A major review of the medical literature from 1978 to 2009 on the overuse of health services found the topic understudied, with limited data except in a few areas, such as antibiotic use for upper respiratory infections.
Overuse of medical services—services with no benefit or for which harm outweighs the benefit—needs more attention and more investment, says Deborah Korenstein, MD, of Mount Sinai School of Medicine in New York, the review’s lead author. Until that happens, she says, it will be premature for health policy makers to talk about cost savings to be accrued under healthcare reform from reductions in overuse and waste.

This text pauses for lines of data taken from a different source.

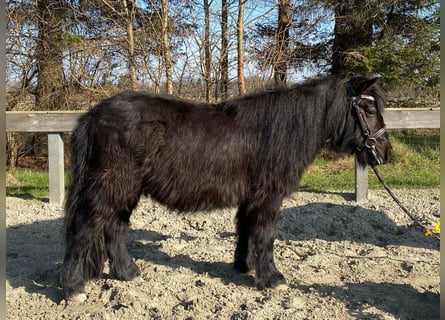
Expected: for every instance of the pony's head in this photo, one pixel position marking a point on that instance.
(365, 131)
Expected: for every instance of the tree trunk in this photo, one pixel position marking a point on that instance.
(166, 47)
(224, 50)
(130, 11)
(240, 47)
(352, 29)
(11, 151)
(49, 55)
(282, 52)
(207, 52)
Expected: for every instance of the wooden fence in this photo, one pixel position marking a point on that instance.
(58, 122)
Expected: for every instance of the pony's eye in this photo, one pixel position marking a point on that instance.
(371, 110)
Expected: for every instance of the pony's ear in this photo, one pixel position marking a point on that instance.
(359, 84)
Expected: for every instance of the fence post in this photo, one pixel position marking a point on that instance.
(56, 168)
(361, 182)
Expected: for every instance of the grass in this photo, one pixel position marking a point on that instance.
(416, 165)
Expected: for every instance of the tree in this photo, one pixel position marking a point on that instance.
(224, 50)
(353, 29)
(49, 54)
(282, 55)
(166, 46)
(240, 47)
(207, 51)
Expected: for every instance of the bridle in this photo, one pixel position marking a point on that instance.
(370, 139)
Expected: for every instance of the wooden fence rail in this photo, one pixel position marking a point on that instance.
(56, 123)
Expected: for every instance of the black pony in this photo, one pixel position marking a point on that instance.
(249, 153)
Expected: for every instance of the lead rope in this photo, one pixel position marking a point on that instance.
(427, 232)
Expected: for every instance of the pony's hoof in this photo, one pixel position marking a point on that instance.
(77, 298)
(274, 281)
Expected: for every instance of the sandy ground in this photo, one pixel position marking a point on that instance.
(341, 261)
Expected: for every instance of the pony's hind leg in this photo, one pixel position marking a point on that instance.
(244, 262)
(84, 253)
(122, 266)
(256, 235)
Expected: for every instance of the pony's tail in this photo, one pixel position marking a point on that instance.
(81, 147)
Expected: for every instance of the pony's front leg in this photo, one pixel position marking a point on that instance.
(256, 232)
(84, 256)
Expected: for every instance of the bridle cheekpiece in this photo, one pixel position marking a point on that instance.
(370, 139)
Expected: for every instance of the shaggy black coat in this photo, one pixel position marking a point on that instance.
(249, 153)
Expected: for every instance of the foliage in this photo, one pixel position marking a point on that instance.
(415, 165)
(405, 53)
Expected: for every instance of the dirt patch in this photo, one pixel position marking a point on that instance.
(341, 261)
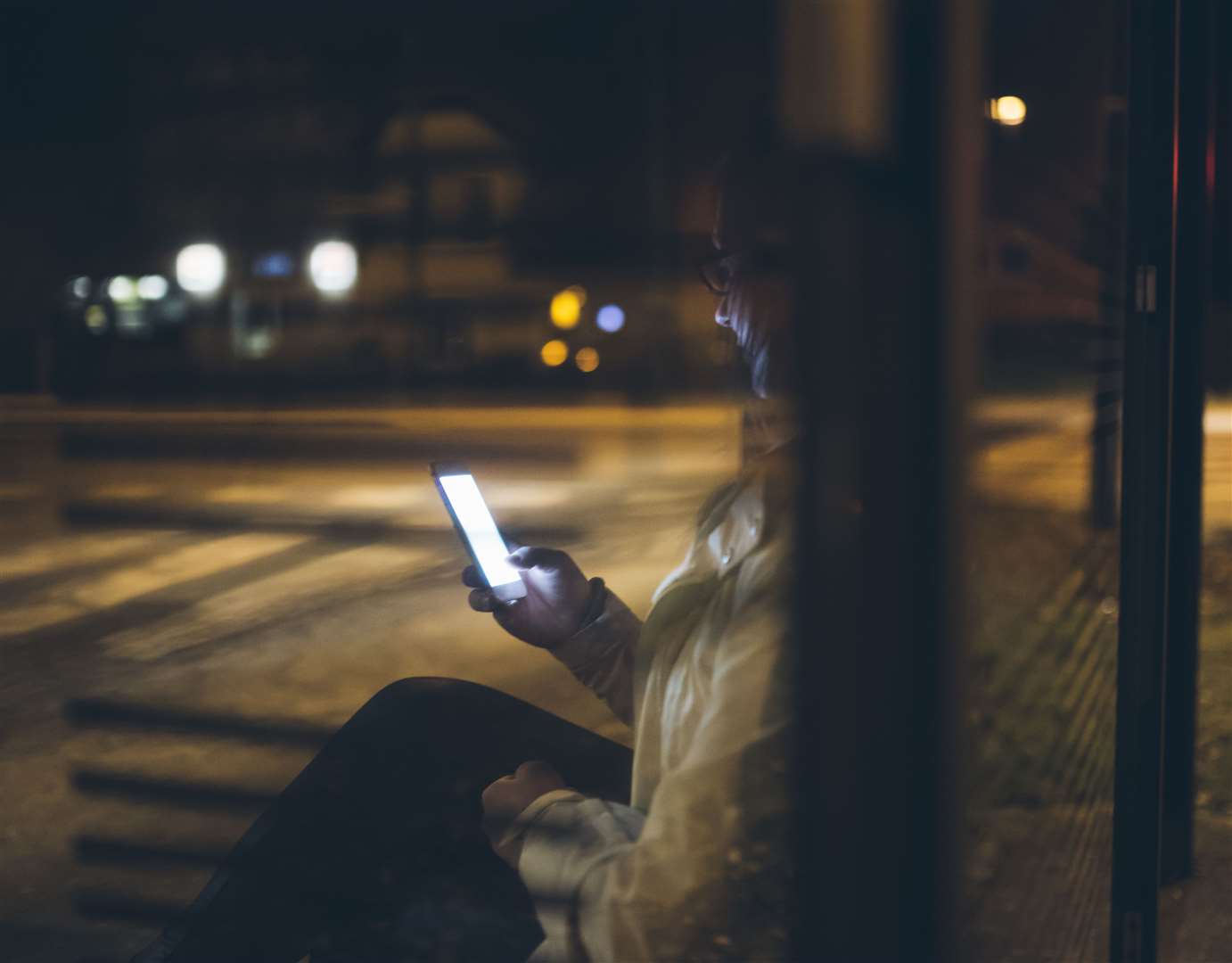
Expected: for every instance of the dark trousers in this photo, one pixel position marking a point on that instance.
(376, 852)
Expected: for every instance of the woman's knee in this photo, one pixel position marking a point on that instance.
(434, 696)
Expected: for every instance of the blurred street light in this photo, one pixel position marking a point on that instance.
(554, 353)
(122, 289)
(1006, 111)
(567, 308)
(333, 267)
(610, 318)
(201, 268)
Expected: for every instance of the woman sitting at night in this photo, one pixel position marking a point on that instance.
(389, 846)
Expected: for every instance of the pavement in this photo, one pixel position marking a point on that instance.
(191, 599)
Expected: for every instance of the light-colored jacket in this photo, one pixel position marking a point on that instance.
(696, 868)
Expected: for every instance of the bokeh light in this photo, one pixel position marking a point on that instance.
(587, 359)
(610, 318)
(554, 353)
(122, 289)
(567, 308)
(333, 267)
(1008, 111)
(201, 268)
(152, 287)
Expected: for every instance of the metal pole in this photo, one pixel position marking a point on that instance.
(883, 103)
(1141, 644)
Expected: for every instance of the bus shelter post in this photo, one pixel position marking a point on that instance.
(1145, 482)
(881, 106)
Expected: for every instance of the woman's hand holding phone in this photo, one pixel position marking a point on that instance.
(557, 597)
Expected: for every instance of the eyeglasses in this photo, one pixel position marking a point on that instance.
(718, 273)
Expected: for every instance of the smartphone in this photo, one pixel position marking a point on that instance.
(477, 529)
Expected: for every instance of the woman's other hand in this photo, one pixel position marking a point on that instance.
(557, 597)
(504, 801)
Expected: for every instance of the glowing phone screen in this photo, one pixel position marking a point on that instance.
(480, 527)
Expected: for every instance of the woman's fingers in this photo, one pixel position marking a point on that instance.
(530, 556)
(482, 599)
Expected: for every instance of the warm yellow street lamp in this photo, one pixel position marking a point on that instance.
(1006, 111)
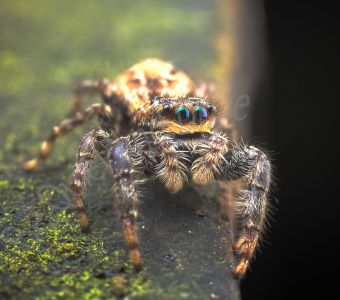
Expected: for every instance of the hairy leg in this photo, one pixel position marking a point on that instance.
(126, 195)
(252, 167)
(64, 127)
(96, 140)
(91, 88)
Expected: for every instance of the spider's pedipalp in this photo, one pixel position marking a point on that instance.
(96, 140)
(126, 195)
(204, 168)
(172, 169)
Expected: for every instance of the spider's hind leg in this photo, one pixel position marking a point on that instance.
(63, 128)
(252, 202)
(126, 196)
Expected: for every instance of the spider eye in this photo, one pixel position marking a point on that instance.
(200, 114)
(182, 115)
(166, 108)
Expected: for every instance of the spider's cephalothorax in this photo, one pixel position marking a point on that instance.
(156, 125)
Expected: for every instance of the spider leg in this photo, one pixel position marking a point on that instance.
(126, 195)
(254, 170)
(91, 88)
(95, 140)
(64, 127)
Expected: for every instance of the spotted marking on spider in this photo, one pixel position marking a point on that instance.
(155, 124)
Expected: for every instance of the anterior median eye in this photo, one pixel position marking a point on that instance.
(182, 114)
(200, 114)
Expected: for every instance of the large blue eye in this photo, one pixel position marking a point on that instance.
(200, 114)
(182, 115)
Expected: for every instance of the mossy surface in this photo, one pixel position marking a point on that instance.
(47, 46)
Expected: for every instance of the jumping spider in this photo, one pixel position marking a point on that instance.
(153, 125)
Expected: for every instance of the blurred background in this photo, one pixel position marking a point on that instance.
(275, 60)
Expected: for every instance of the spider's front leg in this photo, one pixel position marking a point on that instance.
(254, 170)
(96, 140)
(65, 127)
(126, 195)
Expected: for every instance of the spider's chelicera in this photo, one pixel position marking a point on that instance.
(153, 125)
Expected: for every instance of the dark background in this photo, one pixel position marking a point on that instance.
(296, 114)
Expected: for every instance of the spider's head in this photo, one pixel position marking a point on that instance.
(155, 77)
(183, 115)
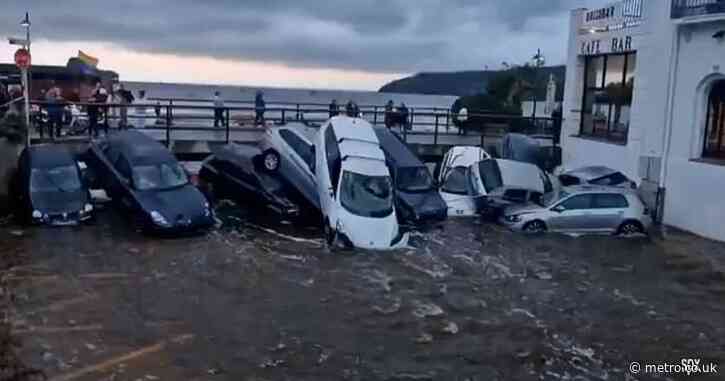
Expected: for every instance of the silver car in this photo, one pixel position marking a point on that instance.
(582, 209)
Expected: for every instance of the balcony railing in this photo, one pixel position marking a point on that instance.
(689, 8)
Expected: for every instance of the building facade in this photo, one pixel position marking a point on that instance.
(645, 94)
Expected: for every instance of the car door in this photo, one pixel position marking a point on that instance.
(608, 211)
(572, 214)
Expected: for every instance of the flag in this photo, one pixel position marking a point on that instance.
(88, 60)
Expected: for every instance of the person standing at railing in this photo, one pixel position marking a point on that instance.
(334, 108)
(218, 110)
(55, 111)
(259, 107)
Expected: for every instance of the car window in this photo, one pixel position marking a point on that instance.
(490, 175)
(568, 180)
(455, 181)
(302, 149)
(610, 201)
(515, 195)
(583, 201)
(611, 180)
(334, 162)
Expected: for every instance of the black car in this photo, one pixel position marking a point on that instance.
(246, 174)
(48, 187)
(144, 179)
(417, 200)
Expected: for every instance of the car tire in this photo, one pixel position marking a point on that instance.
(535, 227)
(270, 161)
(629, 228)
(329, 233)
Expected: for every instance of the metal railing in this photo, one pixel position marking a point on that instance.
(689, 8)
(435, 124)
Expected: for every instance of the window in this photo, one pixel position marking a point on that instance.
(515, 195)
(302, 149)
(715, 123)
(332, 153)
(456, 181)
(609, 84)
(610, 201)
(583, 201)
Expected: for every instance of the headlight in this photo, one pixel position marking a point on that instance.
(158, 219)
(513, 218)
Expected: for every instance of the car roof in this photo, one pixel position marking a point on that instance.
(396, 150)
(139, 148)
(49, 156)
(596, 189)
(516, 174)
(591, 172)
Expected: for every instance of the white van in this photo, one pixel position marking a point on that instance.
(355, 188)
(454, 180)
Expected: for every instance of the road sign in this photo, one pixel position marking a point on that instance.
(22, 58)
(17, 41)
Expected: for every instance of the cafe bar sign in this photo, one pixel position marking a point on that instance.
(612, 45)
(615, 16)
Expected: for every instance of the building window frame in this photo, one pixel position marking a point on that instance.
(609, 134)
(714, 123)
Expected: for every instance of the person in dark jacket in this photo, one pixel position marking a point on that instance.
(404, 116)
(259, 107)
(334, 108)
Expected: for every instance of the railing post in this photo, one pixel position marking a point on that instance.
(228, 124)
(435, 134)
(168, 127)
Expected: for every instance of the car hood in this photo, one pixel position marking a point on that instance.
(59, 202)
(175, 204)
(523, 209)
(370, 233)
(422, 202)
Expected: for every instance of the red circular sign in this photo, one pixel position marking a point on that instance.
(22, 58)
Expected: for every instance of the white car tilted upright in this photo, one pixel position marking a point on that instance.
(355, 188)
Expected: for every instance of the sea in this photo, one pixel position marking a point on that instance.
(276, 95)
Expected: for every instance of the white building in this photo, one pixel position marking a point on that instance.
(645, 93)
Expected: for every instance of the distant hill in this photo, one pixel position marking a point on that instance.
(464, 83)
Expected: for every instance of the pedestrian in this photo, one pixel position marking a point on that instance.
(54, 102)
(218, 110)
(389, 117)
(98, 96)
(140, 109)
(125, 98)
(404, 115)
(334, 108)
(259, 107)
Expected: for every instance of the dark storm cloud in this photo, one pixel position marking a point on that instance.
(369, 35)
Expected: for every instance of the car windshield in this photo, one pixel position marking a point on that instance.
(366, 196)
(159, 176)
(414, 179)
(550, 198)
(64, 179)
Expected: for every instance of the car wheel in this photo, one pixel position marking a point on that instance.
(535, 227)
(270, 161)
(629, 228)
(329, 233)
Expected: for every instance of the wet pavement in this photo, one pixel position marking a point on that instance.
(267, 301)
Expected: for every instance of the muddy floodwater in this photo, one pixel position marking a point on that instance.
(266, 300)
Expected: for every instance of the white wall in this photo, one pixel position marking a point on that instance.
(695, 198)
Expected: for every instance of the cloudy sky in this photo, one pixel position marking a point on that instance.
(315, 43)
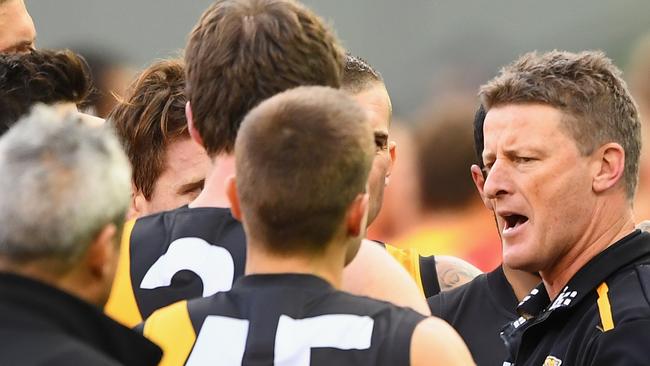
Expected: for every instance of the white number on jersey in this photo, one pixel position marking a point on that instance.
(213, 264)
(222, 340)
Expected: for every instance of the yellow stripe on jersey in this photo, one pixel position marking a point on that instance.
(604, 308)
(410, 260)
(121, 304)
(171, 329)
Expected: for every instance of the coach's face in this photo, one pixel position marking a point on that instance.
(538, 183)
(376, 102)
(18, 32)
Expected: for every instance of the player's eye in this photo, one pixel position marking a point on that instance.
(381, 144)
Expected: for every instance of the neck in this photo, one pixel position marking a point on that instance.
(327, 265)
(603, 231)
(214, 190)
(522, 282)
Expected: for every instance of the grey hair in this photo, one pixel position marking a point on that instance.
(61, 183)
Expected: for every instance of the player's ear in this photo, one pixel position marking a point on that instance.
(138, 203)
(392, 152)
(357, 215)
(609, 166)
(231, 192)
(101, 256)
(479, 182)
(194, 133)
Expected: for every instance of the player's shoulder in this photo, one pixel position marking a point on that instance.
(183, 214)
(341, 301)
(451, 300)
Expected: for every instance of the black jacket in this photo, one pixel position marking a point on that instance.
(478, 310)
(41, 325)
(601, 317)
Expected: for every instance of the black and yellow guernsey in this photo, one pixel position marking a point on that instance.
(283, 319)
(196, 252)
(602, 316)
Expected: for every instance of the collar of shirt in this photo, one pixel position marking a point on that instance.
(618, 255)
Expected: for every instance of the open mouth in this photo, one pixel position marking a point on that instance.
(513, 221)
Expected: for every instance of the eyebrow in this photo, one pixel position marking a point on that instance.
(381, 135)
(189, 187)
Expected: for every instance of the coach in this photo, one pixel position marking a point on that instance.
(64, 191)
(562, 143)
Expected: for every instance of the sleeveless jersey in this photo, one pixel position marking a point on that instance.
(283, 319)
(195, 252)
(175, 255)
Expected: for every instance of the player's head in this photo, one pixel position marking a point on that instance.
(244, 51)
(561, 151)
(367, 87)
(304, 187)
(40, 76)
(444, 151)
(18, 32)
(67, 188)
(169, 167)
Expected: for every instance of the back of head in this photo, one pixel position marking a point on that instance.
(358, 75)
(596, 104)
(40, 76)
(62, 182)
(445, 153)
(244, 51)
(302, 157)
(149, 118)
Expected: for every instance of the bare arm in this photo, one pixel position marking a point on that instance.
(374, 273)
(434, 343)
(454, 272)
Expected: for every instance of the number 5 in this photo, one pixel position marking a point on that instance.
(222, 340)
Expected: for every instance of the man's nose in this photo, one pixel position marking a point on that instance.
(497, 182)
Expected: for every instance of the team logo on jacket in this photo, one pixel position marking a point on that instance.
(552, 361)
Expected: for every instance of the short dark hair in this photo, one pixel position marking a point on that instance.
(149, 118)
(358, 75)
(40, 76)
(244, 51)
(444, 155)
(295, 187)
(587, 88)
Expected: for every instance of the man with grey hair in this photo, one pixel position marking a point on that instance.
(561, 148)
(65, 190)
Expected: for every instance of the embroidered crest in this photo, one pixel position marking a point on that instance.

Dr. Korenstein sees opportunities for hospitalists to initiate studies of health resource usage, costs, and opportunities for improving efficiency, making these part of their hospitals’ quality initiatives.
“People in healthcare have talked about overuse without understanding what it means, how common it is, and how intractable it can be to remedy,” she says, adding it’s a difficult subject to study, without recognized standards for measuring overuse. “Some situations are clearly inappropriate—for example, antibiotics for colds. That doesn’t mean they’re easy to get rid of.”
The main finding: there is very little evidence on overuse, Dr. Korenstein says. For people on the front lines of healthcare, she recommends mindfulness to the issue.
“Challenge yourself to think about what you’re doing and why,” she says. “Resist doing interventions just because you can.”